Deploy hg bundles to Azure Blob Storage, and serve to Azure hosted infra.

WIP DO NOT LAND

This revision adds support for uploading to Azure Blob Storage using their
Python SDK. Some assumptions are made at the moment regarding the method of
authentication (using SAS tokens), however this may change in the future.

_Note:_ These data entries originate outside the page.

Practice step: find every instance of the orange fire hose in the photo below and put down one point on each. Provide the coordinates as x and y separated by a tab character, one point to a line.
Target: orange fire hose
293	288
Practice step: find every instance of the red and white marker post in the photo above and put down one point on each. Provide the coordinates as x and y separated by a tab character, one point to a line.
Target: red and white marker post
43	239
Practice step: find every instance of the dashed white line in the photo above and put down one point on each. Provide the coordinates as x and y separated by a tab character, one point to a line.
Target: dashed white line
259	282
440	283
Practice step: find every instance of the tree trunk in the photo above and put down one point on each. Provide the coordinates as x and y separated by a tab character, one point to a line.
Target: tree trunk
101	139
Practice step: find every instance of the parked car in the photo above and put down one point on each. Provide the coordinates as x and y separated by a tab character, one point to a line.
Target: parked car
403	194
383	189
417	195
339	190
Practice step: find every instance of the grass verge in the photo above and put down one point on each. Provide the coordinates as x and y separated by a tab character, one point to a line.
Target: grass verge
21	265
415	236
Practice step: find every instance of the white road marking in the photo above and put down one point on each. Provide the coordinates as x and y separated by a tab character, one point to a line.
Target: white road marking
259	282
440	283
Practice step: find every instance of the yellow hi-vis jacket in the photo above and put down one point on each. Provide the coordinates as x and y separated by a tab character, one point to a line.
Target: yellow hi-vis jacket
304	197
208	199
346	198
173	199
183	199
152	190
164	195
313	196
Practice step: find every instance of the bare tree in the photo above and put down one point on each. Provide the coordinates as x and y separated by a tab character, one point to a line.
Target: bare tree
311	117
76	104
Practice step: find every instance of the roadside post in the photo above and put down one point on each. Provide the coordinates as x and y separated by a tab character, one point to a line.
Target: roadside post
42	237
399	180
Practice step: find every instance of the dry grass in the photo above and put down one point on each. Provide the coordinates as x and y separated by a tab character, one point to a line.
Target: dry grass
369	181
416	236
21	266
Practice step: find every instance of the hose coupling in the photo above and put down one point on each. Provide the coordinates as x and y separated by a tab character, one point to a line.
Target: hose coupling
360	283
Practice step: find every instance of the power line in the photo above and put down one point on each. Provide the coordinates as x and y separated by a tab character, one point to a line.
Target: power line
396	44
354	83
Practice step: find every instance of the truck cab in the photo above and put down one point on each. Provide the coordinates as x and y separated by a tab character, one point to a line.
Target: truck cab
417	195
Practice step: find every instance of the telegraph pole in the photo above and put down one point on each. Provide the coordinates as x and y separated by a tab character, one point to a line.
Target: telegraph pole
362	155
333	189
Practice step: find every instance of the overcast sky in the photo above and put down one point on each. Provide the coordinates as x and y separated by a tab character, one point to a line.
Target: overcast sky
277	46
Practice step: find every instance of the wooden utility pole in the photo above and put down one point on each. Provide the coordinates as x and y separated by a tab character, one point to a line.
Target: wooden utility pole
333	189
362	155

Azure Blob Storage requires an alphanumeric name for containers that does not
contain spaces or dashes. The region is specified on the account level, and
thus all containers within an account belong to the same region. The
convention taken at this time is similar to that with S3 and GCP buckets,
and that is to include the region name in the container name.

Various pending TODOs.

WIP DO NOT LAND

Fetch an authentication token from the Microsoft Identity Platform. Use this
token to authenticate against the Azure REST API which is used to fetch the
service tags.

For more info see:
- https://docs.microsoft.com/en-us/rest/api/azure/
- https://docs.microsoft.com/en-us/azure/active-directory/develop/

Required environment variables:
- AZURE_SUBSCRIPTION_ID
- AZURE_APP_CLIENT_SECRET
- AZURE_APP_CLIENT_ID
- AZURE_APP_TENANT_ID

Various pending TODOs

Depends on D72750

Depends on D73387

WIP DO NOT LAND

Add support for serving clone bundles from Azure, by checking incoming IP
against the IP prefixes file fetched from Azure. Also added some test data.

TODO: add test, refactor some of the code.

Depends on D73387

WIP DO NOT LAND

Implement some Terraform code to provision a resource group, storage account,
and container for the bundles.

Depends on D73470

scripts: instead of manually calling the Azure auth API and fetching an auth
token, do this via the ClientSecretCredential object which is provided by the
azure-identity package.

hgmo: instead of using a SAS token to authenticate against Blob Storage,
use the ClientSecretCredential object directly with the storage account.

Depends on D74132

Abandoning this until further notice.

I think we should consider looking into this again. Now we have many level 3 Azure tasks, including some on the release pipeline. This came up because an Azure task in the release pipeline timed out after cloning for 1.5 hours and delayed the release (though it's unclear if it was actually taking that long to clone, or just got stuck somehow).

But either way, some Windows builds are now in Azure too, so this will also increase developer productivity.